This week, we will enjoy readers’ responses to previous articles.
• Jim Cole gave a history of the Cole Houses at 209 and 211 Peachtree Street. His grandfather J.M. Cole Sr. had the two-story home built at 209 Peachtree Street in 1927. Then in 1950, his son J. Mariner Cole Jr. and wife Lucille, Jim’s parents, hired Alton Staton and his son Gary Staton to build a home for their family next door to the east at 211 Peachtree. The lot had previously been an orchard with chickens and a tennis court for J.M. Sr.’s home. The backs of both houses face Jackson Road.
• Barbara Roebuck remembers that Clyde Chamblee built a store on the edge of Union on the Conehatta Road. He sold it to Ruth and Carey Gordon. Barbara, their niece, worked there at one time.
• Mike Ross remembers that Rush Turner, Emmitt Viverette, and S.B. Reeves were town marshals. He recalled one marshal who had a habit of hiding among the vehicles for sale in Jack Laird’s car lot on Jackson Road. However, the big blue bubble on top of the police car was a give-away to the teenagers to slow down. Another officer would see teenagers speeding but would not chase after them. They thought they had gotten away with another run until they got home and found that he had actually written tickets and left them attached to the front doors of their homes.
• Jim Shackelford was asked to be marshal, so he bought a house on Peachtree Street and moved his family into town. He served as marshal for several years until he resigned to go to work with the state of Mississippi.
• Allen Carlson remembers that the entire west side of the Luke’s Sunflower Store was one long white stucco wall with only a door in the back. The sidewalk along that wall was at least two feet above street level all the way around the front of the building. At the intersection, there were steps leading down to street level. Today, that entire area serving as Union’s mini-park is street level.
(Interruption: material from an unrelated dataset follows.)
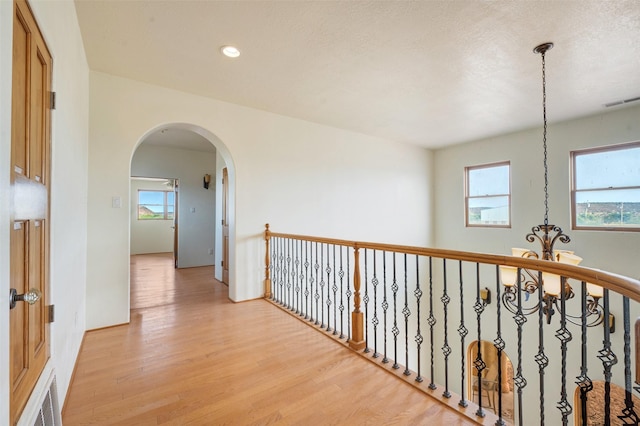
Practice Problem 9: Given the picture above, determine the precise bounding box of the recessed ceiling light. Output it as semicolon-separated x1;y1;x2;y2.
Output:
220;46;240;58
Allen Carlson also remembers that Mrs. H.G. Hawkins was his fifth-grade teacher, and her husband was the shop teacher when Allen went to school here in the 1940s. Mr. Hawkins also helped with crafts in the First Baptist Church’s Vacation Bible School and taught the boys how to make birdhouses that had the general appearance of cardinals. Although Allen was a Presbyterian, he visited the Baptist Church’s Bible School with his friend Jimmy Ferrill. Allen also recalls that Murray James was his Scoutmaster of Troop 29.
• Jim Brooks worked milking cows on the Grade A dairy farm of Frank and Ray Richardson.
• Mary Ware remembers that Bruce and Carolyn Moore, Harry’s brother, followed Banks McNair in the Stephens Funeral Home in 1962. They lived in the upstairs apartment. Minnie Nelson also lived there later. She moved out when they built the new funeral home in 1997.
• Fred Allen Barfoot remembers living on the west side of Decatur Street across from Gomillion Marble Works and Gardner’s Florist when he was a child. He, his sister, and another friend Jean Watkins were allowed to watch their first television in the work room of the florist where Clyde and his sister Mary Lou Gardner arranged their flowers. The children also received the Gardners’ permission to dig through the “unwanted” flower bin for flowers for every deceased pet’s “funeral.” Each “funeral” then had to have a tombstone, so they got Mr. Fate and Mrs. Arie Gomillion’s permission to dig through piles of scrap marble and granite for the perfect marker. Their pets were put to rest in style. Fred Allen still has treasured memories of that early time of his life on Decatur Street.
• Andy White recalls that his first job after he graduated from Beulah Hubbard High School in 1972 was at Lee Chevrolet. He worked in the parts department with his uncle James McCorkle. John Lee was the owner while his son Jackie Lee ran the dealership. When John interviewed Andy for a job, he told him that he would start him at $1.75 an hour. Andy thought he would be rich.
Andy remembers other employees at that time: Ralph Germany, sales; I.E. Chaney, shop foreman; Lev Ferguson, mechanic; Doc Smith, mechanic; Frank Smith, body shop; Dale Germany and wife Jolene, office; Don Gomillion, office; Rubin Stevens, car detail; John Thrash, sales; W.H. ‘Skinny’ Herrington, sales; Omar Pierce, front end alignment; and Leon Cooksey, body shop.
• Harold Cleveland remembers many times as a child that he would go romping out into the N. Decatur Street neighborhood playing with friends. Before he left home, his mother Connie Cleveland would give him a reminder: “Be home when the 5:00 whistle blows.” Harold might be playing hard and let the time get away from him, but when that Buckwalter Lumber Mill whistle blew, he scampered home as quickly as he could.